Blue values are observed value and red values are imputed values. Ideally, we want the imputations to be values that could have been observed had the data not been missing.
Next, we will pool the results from our regressions to arrive at estimates that will properly account for the missing data.
It will give us the estimate, standard error, test statistic, degrees of freedom, and the p-value for each variable.

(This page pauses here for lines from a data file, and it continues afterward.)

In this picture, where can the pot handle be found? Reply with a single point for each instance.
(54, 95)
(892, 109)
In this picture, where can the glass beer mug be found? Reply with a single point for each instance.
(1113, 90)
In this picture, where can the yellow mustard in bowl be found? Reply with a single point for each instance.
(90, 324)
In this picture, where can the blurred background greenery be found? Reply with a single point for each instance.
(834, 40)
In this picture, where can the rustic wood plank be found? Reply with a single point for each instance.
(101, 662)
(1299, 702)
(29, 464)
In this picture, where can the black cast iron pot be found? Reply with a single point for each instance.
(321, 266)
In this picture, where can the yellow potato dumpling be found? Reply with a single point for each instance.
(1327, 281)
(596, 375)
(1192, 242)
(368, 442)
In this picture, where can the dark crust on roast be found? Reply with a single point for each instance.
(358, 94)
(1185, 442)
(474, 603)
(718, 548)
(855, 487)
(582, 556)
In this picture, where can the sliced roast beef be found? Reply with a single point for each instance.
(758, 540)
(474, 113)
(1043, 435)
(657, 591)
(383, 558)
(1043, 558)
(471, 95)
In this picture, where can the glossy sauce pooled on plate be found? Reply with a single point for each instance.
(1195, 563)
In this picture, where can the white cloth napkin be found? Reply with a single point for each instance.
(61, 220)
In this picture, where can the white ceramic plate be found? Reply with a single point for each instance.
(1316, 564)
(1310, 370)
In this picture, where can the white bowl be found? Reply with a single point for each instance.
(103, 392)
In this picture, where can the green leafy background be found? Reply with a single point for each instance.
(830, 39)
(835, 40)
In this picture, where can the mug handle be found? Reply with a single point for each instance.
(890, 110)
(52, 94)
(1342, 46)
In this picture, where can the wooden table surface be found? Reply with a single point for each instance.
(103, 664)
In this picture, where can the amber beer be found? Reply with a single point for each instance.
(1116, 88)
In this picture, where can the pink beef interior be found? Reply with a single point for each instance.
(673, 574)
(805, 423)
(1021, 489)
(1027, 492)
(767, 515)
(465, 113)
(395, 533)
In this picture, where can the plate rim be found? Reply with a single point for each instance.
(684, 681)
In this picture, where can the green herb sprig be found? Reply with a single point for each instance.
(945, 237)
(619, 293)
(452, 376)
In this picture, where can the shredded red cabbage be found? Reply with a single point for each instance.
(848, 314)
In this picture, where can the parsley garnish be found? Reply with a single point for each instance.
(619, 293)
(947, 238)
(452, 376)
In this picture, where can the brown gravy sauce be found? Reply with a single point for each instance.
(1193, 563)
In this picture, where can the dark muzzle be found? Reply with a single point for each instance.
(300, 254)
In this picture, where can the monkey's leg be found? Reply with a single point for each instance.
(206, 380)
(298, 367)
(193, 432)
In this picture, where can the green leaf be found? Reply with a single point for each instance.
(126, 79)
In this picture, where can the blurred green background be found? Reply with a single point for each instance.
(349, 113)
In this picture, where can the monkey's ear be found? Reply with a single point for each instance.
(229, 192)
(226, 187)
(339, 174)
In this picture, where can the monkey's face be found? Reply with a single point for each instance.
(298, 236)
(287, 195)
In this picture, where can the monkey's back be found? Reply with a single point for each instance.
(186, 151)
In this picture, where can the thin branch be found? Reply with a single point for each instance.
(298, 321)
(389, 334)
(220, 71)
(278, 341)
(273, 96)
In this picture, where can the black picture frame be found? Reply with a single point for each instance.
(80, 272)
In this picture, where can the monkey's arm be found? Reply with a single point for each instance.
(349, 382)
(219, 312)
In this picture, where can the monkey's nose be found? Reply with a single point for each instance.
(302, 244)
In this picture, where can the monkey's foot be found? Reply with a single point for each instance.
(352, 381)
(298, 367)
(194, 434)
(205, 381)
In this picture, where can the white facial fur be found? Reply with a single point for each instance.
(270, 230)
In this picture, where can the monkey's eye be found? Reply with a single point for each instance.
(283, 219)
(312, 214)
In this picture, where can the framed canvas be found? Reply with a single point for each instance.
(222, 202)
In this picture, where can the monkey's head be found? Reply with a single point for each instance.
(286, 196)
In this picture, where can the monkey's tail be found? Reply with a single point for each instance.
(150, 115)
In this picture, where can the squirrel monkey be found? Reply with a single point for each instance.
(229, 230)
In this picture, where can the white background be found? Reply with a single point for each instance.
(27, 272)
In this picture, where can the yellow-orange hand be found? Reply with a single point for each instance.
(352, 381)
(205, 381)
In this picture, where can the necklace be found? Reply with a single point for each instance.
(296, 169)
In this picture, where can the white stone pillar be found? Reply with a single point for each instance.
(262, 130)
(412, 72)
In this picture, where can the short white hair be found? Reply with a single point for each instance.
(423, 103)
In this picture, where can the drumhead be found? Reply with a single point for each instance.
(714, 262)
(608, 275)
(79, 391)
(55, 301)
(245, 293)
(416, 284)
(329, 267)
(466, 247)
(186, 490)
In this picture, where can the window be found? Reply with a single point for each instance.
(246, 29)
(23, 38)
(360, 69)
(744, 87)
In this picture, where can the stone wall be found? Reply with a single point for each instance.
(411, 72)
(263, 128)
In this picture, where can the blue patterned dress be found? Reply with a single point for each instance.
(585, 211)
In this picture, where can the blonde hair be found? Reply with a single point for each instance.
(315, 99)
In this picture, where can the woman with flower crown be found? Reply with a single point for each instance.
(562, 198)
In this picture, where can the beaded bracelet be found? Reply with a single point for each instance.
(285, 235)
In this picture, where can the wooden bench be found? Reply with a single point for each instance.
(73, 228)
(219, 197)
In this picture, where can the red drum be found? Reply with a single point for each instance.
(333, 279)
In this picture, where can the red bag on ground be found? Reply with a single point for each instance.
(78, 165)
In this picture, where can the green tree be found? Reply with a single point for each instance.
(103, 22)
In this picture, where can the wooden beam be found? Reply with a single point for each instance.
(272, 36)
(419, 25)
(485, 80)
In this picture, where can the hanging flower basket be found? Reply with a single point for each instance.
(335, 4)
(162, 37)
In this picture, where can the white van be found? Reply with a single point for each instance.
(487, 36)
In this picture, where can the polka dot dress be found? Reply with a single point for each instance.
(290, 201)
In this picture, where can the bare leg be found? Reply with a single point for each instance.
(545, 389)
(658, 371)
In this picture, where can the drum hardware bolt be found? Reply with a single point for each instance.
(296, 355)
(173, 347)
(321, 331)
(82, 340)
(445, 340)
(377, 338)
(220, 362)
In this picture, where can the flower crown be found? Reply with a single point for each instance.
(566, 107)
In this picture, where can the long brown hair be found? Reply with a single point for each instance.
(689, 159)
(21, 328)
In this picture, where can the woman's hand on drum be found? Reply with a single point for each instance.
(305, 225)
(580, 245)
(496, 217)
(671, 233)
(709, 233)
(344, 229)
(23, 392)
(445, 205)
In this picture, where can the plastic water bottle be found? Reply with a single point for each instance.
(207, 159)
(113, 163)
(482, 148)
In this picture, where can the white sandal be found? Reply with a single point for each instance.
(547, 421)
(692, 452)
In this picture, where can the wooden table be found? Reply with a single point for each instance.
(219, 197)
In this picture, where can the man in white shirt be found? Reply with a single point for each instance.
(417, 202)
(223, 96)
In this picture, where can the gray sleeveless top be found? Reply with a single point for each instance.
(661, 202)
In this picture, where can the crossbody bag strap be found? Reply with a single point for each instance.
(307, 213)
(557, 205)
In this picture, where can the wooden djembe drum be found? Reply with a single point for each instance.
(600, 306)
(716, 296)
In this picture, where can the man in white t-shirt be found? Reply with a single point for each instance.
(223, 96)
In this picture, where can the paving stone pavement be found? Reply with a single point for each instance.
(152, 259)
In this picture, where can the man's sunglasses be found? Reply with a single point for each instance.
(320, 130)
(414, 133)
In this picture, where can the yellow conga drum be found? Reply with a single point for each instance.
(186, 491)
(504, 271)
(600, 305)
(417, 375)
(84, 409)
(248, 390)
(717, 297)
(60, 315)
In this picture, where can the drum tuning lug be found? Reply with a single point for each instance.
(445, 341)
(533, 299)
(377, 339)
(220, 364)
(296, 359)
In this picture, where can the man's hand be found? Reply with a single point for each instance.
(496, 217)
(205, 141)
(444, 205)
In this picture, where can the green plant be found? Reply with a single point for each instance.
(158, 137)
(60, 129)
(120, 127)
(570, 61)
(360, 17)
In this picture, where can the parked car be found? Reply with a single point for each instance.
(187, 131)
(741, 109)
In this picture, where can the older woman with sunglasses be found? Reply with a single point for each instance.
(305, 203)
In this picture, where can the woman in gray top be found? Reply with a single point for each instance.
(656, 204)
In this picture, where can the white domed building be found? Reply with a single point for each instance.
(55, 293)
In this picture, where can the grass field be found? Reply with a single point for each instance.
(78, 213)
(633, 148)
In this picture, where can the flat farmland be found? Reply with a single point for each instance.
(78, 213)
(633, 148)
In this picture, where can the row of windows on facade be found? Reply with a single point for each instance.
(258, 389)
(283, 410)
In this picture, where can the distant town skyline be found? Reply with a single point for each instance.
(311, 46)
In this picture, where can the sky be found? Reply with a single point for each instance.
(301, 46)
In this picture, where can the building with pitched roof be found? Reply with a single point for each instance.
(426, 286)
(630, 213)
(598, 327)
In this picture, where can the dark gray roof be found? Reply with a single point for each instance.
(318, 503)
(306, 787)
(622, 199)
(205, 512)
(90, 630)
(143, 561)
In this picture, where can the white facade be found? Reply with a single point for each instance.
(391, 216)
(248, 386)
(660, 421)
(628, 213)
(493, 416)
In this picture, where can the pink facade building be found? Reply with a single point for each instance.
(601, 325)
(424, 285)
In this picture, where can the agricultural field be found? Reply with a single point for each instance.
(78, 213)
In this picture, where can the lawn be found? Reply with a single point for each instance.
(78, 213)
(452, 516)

term estimate std.error statistic df p.value
1 (Intercept) 75043.7775 6952.563287 10.793685 14431.278 4.677205e-27
2 bedrooms -57930.4966 2357.322483 -24.574702 7683.745 1.936143e-128
3 bathrooms 7624.2182 3531.505441 2.158914 11516.540 3.087739e-02
4 sqft_living 309.7992 3.114475 99.470779 8431.335 0.000000e+00
# fit original, complete dataset
og_lm = lm(price~bedrooms+bathrooms+sqft_living, data = original)
# compare imputed dataset to the original dataset
summary(list("Imputed" = pool(fit), "Original" = og_lm), title = "Comparison", statistic = "p.value", estimate = "estimate", gof_omit = 'IC|Log|Adj|F|RMSE') Length Class Mode
Imputed 4 mipo list
Original 12 lm list
The estimates from the multiple imputation are very close to the estimates for the original dataset. The p-values are similar and the differences are minimal with exception of bathrooms which is off just slightly.
These results indicate a high accuracy of the imputation process. We can conclude that multiple imputation by chained equation is a reliable source to impute missing data.